Obviously if you're swapping because you don't have enough memory to hold the model in RAM, the mmap version is going to be much faster, since you don't need to swap anything out to disk but just discard the page and re-read from disk if you need it again later.

antonvs · on April 3, 2023

> So it's not just hiding the initial load of 30gb from disk.

The issue is typically that that initial load involves some sort of transformation - parsing, instantiating structures, etc. If you can arrange it so that the data is stored in the format you actually need it in memory, then you can skip that entire transformation phase.

I don’t know if that’s what’s been done with llama.cop though.

simion314 · on April 3, 2023

It is a speedup for me. When I run llama.cpp from CLI first tiem it takes a very long tiem to load the model in memory. If the program exits or I stop it with Ctrl+C and start it again it will start almost instant.

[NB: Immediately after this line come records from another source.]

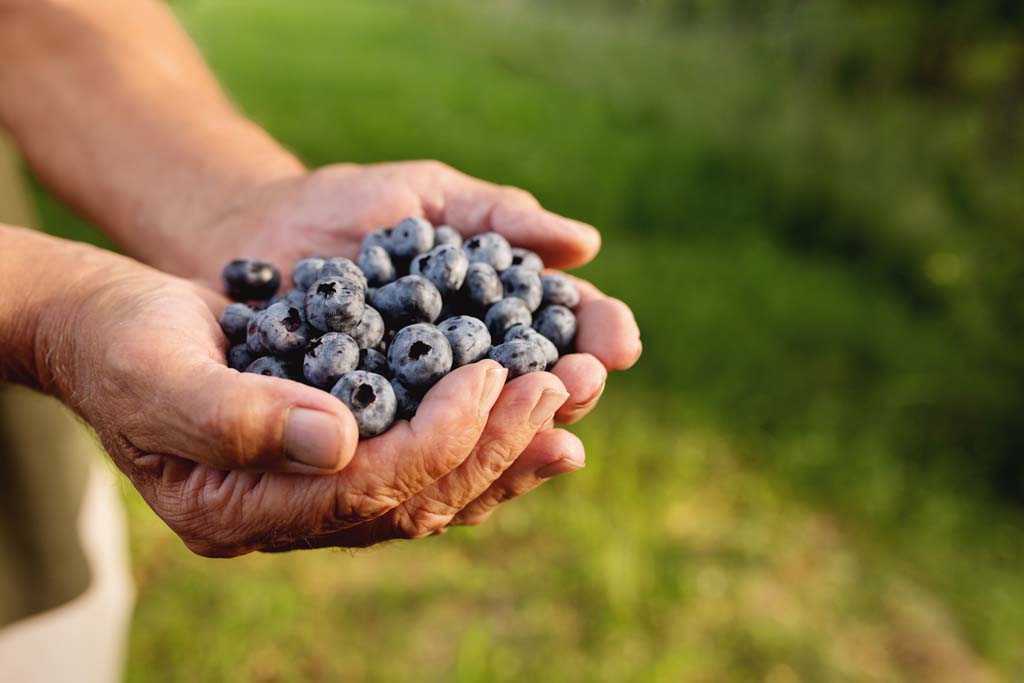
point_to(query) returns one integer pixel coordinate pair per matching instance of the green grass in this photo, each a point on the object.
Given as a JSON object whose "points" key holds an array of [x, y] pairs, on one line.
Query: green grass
{"points": [[804, 479]]}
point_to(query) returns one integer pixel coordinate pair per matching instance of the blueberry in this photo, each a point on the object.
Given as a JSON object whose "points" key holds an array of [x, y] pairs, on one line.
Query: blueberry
{"points": [[271, 367], [282, 329], [489, 248], [559, 290], [408, 399], [445, 235], [373, 360], [504, 314], [524, 284], [412, 237], [519, 355], [469, 338], [371, 399], [445, 266], [408, 300], [377, 265], [526, 259], [557, 324], [335, 304], [241, 356], [304, 272], [341, 267], [235, 319], [420, 355], [249, 280], [527, 333], [328, 357], [370, 331], [379, 238], [482, 287]]}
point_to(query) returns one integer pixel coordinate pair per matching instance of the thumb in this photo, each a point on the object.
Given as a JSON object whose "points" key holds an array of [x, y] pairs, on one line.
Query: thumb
{"points": [[242, 421]]}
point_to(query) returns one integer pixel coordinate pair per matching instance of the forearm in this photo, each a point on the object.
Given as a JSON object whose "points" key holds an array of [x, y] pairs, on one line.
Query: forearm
{"points": [[118, 114]]}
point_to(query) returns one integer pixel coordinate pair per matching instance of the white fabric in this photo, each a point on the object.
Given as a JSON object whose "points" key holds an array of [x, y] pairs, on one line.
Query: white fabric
{"points": [[83, 641]]}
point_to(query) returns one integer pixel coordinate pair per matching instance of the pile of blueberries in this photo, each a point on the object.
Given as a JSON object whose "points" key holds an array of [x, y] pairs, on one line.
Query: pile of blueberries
{"points": [[379, 333]]}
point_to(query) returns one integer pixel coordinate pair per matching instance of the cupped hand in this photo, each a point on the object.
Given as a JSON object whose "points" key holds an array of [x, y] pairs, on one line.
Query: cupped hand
{"points": [[238, 462]]}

chaboud · on April 3, 2023

That's down to caching. If you used your system to do something else for a while, you'd find those pages evicted and the performance back down to Earth. That's one of the things that makes mmap so useful, though. The system can take advantage of access patterns to dramatically improve performance.

simion314 · on April 3, 2023

Yes, makes sense. And is great. Though honestly not sure why it takes minutes to load a 23Gb model in RAM, I feel is not proportional with the smaller models.

toxik · on April 3, 2023

Regarding your last point: No, you need all of the weights all of the time.

Edit: except embedding weights but those are not the problem.

CyberDildonics · on April 3, 2023

They weren't asking about mmap, they were asking about the program itself.

rovr138 · on April 3, 2023

It's basically paging to disk.

Not necessarily memory savings, but the improvements here are that it will run on computers with less ram because it can page to disk.

Not necessarily the number reported (since you do need to load chunks into ram), but still lower.

detrites · on April 3, 2023

If that's the case then part of this may be the different interpretations of "memory".

One persons "paging the same memory requirement from disk to RAM" can be someone elses "requiring less memory/RAM".

chaboud · on April 3, 2023

Sort of, but without the duplication and initial wait to load. A traditional fat in-memory app would do this:

file (DISK) to process active pages (RAM) to paged out virtual memory if saturated (elsewhere on DISK)

Using mmap typically goes something like:

file (DISK) to process active pages (RAM) to released and cached (RAM) to uncached if evicted (back to same place on DISK) OR back to process active pages from cache (RAM)

For the cost of fixing up some process page tables, the physical memory pages necessary can be brought back from the cache rather than read from disk. It's an orders-of-magnitude performance savings.

hnav · on April 3, 2023

more like memory mis-reporting, since when you mmap a file in, IIRC that counts against page cache rather than memory usage (you can evict the page without causing write IO so the memory isn't "used")

astrange · on April 3, 2023

It being safe to evict is why it's correct to not report it as "memory usage".

It's part of the program's working set but measuring that is a completely different story.